Photography, literature, theatre, music and performance: your films feed on and welcome other disciplines within them. Could you tell us more about the importance of this aspect in your creative practice?

My formal training was as a visual artist. I never went to a traditional film school, and kind of learned things by making. I come from a theatre family though, my father is a dramaturg and theatre director, so this connection to the stage, or to the theatrical, has always been present in my life. Photography made its way into my practice after experimenting with analogue film in my first years in The Netherlands. The awareness that film is a succession of frames on a celluloid strip which one can touch, scratch, copy manually and so on, truly changed the way in which I think about time and the materiality of images.
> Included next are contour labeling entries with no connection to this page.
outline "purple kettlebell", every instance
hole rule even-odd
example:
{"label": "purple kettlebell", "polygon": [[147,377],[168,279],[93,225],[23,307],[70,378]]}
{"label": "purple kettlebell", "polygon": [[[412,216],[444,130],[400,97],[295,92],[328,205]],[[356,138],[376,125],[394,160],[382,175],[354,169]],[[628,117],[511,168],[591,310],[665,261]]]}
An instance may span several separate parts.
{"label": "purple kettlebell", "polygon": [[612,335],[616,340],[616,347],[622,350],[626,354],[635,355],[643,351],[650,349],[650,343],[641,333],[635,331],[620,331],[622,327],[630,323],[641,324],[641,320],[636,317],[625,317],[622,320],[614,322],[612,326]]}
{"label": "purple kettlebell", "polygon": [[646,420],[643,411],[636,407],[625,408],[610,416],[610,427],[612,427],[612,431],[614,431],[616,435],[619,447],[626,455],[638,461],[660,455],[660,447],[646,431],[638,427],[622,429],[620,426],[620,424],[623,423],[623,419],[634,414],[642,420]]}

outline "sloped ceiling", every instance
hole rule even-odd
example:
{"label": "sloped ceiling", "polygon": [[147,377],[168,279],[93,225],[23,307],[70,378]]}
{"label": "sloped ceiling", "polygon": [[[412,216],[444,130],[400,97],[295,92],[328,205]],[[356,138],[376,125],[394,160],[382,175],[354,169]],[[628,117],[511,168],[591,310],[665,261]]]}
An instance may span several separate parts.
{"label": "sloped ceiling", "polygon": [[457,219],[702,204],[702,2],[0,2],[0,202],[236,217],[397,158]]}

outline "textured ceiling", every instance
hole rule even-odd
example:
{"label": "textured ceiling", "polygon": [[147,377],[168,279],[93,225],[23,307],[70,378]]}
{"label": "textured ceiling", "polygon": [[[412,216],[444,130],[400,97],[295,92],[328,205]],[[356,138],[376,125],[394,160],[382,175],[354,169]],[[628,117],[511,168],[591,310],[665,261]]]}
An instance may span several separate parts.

Now moving towards the making of more narrative-driven films, which in many ways began with INSIEME INSIEME, a lot of traces of this specific analogue filmmaking craft remain. The Super 16 format we chose for the film is to me a character in itself, interfering with or befriending the story here and there.
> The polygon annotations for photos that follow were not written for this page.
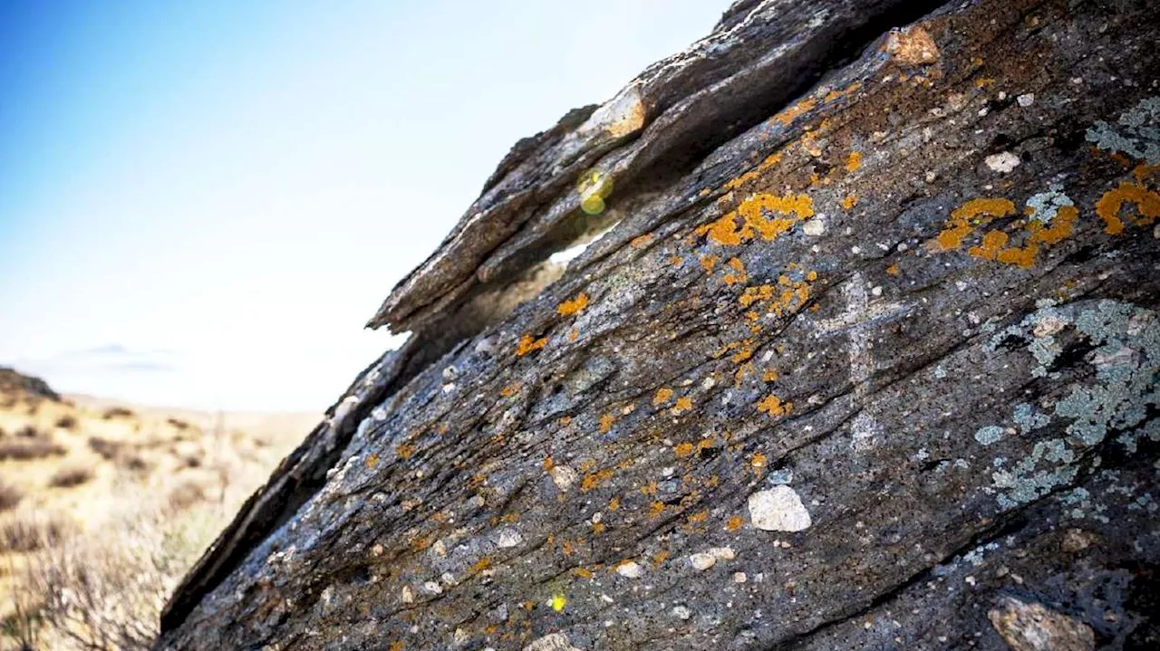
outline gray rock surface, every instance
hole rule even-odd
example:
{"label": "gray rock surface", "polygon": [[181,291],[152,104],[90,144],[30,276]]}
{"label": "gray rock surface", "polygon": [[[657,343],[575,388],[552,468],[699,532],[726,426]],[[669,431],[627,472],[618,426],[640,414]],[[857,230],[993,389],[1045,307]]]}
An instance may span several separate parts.
{"label": "gray rock surface", "polygon": [[740,0],[513,149],[157,648],[1157,648],[1158,28]]}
Although the title INSIEME INSIEME emphasises the collective dimension and joint nature of the group, it would seem that each character remains somewhat secluded in his or her own introspection. What do you think about that?
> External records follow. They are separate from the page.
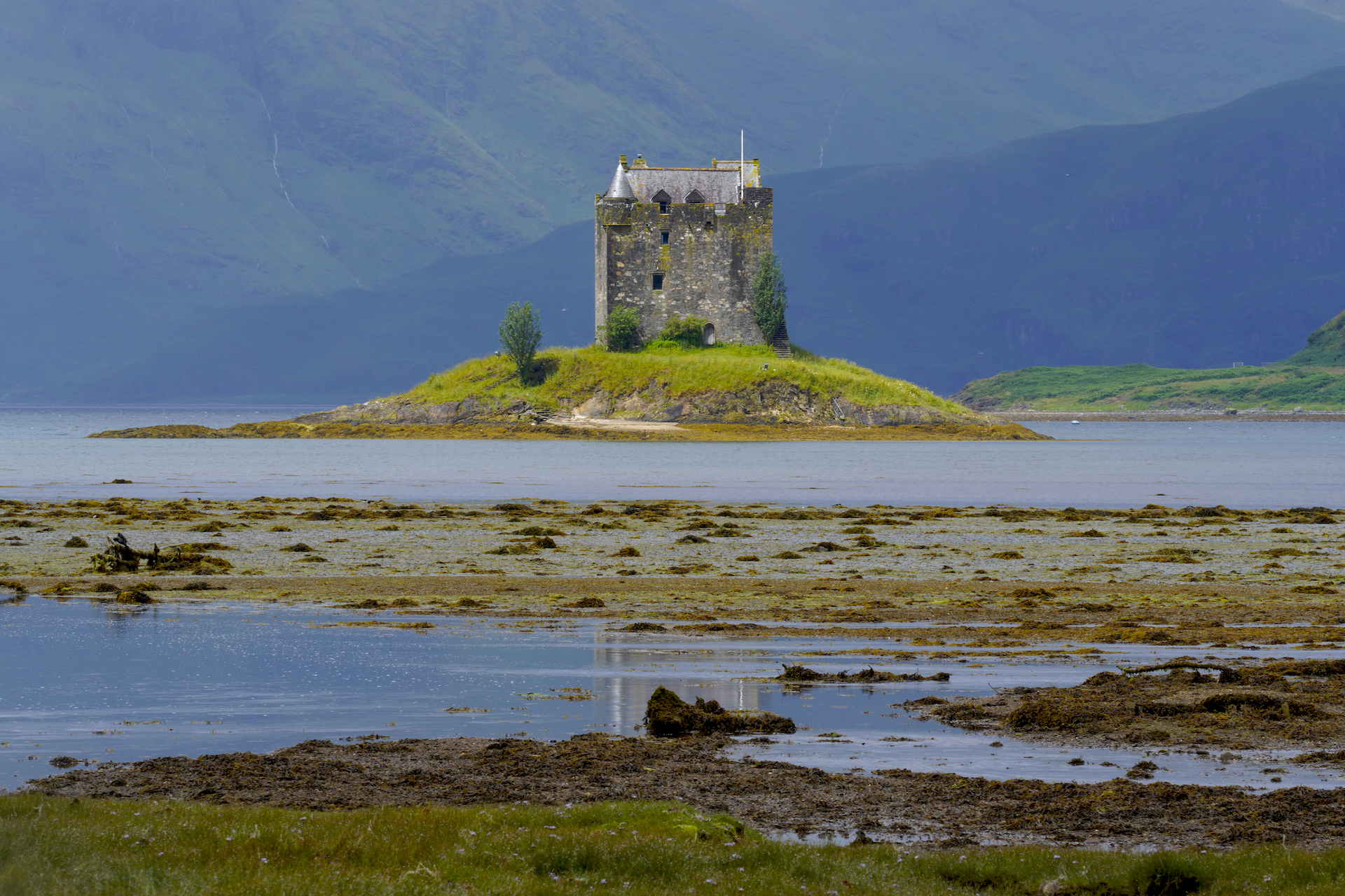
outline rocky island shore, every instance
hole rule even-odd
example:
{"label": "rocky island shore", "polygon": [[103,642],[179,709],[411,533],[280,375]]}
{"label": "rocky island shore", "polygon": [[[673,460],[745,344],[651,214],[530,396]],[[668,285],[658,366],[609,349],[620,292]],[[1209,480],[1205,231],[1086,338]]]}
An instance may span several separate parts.
{"label": "rocky island shore", "polygon": [[547,349],[535,369],[525,383],[508,359],[475,359],[402,395],[292,420],[90,438],[1049,439],[849,361],[761,347]]}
For a long time, there was a dash separating the word repetition in the title. It was called Insieme / Insieme, in order to indicate that precise introspection which you are referring to. In the love triangle we witness, there is a tension between the characters sense of self and their internalised other, the loved one. In my life, I’ve often sought for a total love in the same way the characters in the film do, and it is something that I truly believe to be possible. So I decided to remove the dash. I judged it to be a bit pessimistic, and yet one more formalistic convention, which I hope the film is able to transcend. I decided to leave the title in Italian because I love the sound of this repetition, even though it is not so straightforward for international audiences. One of my favourite writers, Jamaica Kincaid, says that if you love the sound of something, it means more than just saying you love the sound of something. I think if it wasn’t for her, the film would probably have been called something else. There is a certain joy in it, and INSIEME INSIEME brought a lot of joy to my life as well as in the lives of the people involved in its making. Honestly, this is the only feeling I want people to have while watching the film, and it is very exciting to finally be able to share it with an audience in Marseille.